I note the various circumstances put forward by the applicant as relevant in this case, including that she attended various appointments with her father, that medical professionals spoke openly with her about her father in those visits, and that she cannot gain a better understanding of the relevant practice’s care and treatment of her father without access to the requested records. As noted earlier, she also contends that any letter there may be on file from her father, instructing the GP practice not to give her access to his medical files or information, must have been written under duress or by someone other than her father.
On the other hand, the applicant does not appear to dispute the sensitive nature of her father’s personal information generally. In any event, I accept that the personal information in the records remains very sensitive, and inherently private and confidential. Furthermore, having regard to the records and the HSE’s submissions, which I cannot detail here due to the requirements of section 25(3), I accept the HSE’s position that consent would not have been forthcoming from the applicant’s father when living.

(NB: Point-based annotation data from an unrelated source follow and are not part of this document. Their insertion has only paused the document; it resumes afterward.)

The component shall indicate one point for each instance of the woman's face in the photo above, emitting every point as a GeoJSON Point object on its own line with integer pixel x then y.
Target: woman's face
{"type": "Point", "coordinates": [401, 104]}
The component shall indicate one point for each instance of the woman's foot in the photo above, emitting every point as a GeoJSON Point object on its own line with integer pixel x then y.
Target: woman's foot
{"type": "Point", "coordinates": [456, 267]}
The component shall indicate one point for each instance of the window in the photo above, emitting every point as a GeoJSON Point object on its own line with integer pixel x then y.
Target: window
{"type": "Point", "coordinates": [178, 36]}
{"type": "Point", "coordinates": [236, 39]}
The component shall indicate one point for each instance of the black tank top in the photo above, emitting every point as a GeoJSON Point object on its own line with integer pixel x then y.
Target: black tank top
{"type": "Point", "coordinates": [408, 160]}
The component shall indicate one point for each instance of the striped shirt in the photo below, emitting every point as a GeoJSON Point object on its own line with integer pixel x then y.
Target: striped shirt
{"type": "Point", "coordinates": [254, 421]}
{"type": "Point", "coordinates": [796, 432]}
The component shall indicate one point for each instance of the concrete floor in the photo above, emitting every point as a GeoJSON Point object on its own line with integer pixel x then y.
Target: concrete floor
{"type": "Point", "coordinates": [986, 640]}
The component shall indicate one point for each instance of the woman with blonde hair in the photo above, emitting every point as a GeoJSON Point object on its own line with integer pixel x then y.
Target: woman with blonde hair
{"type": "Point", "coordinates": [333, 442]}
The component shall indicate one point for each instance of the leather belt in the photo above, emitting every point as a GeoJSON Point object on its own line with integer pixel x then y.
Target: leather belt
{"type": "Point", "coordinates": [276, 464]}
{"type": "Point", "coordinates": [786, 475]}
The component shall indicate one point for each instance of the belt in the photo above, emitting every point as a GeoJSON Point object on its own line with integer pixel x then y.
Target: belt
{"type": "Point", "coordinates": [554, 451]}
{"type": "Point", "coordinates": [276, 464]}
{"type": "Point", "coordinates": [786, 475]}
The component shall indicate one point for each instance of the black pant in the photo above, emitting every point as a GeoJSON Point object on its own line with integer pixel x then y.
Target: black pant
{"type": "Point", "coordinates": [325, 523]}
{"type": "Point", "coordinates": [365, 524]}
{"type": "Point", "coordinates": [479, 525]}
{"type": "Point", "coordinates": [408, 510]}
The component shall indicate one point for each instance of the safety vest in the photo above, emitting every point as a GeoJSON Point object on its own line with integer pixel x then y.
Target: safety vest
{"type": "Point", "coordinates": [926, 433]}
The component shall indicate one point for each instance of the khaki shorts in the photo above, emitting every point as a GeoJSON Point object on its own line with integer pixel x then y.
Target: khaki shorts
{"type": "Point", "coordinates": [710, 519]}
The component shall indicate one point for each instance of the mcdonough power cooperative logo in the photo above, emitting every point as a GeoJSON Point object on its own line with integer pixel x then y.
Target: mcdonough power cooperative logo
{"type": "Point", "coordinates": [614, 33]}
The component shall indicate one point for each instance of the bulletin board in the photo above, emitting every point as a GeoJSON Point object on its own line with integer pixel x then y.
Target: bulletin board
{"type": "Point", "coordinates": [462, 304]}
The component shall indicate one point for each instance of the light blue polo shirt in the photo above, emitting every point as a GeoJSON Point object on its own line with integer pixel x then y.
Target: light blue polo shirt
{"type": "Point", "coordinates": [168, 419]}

Having carefully considered all of the circumstances in this case, I am satisfied that the public interest would, on balance, be better served by refusing the request. I find that the applicant is not entitled to access to the records at issue further to the Regulations made under section 37(8) of the FOI Act.
Having carried out a review under section 22(2) of the FOI Act, I hereby affirm the HSE’s decision on the basis that section 37(1) of the FOI Act applies to the requested records.
Section 24 of the FOI Act sets out detailed provisions for an appeal to the High Court by a party to a review, or any other person affected by the decision. In summary, such an appeal, normally on a point of law, must be initiated not later than four weeks after notice of the decision was given to the person bringing the appeal.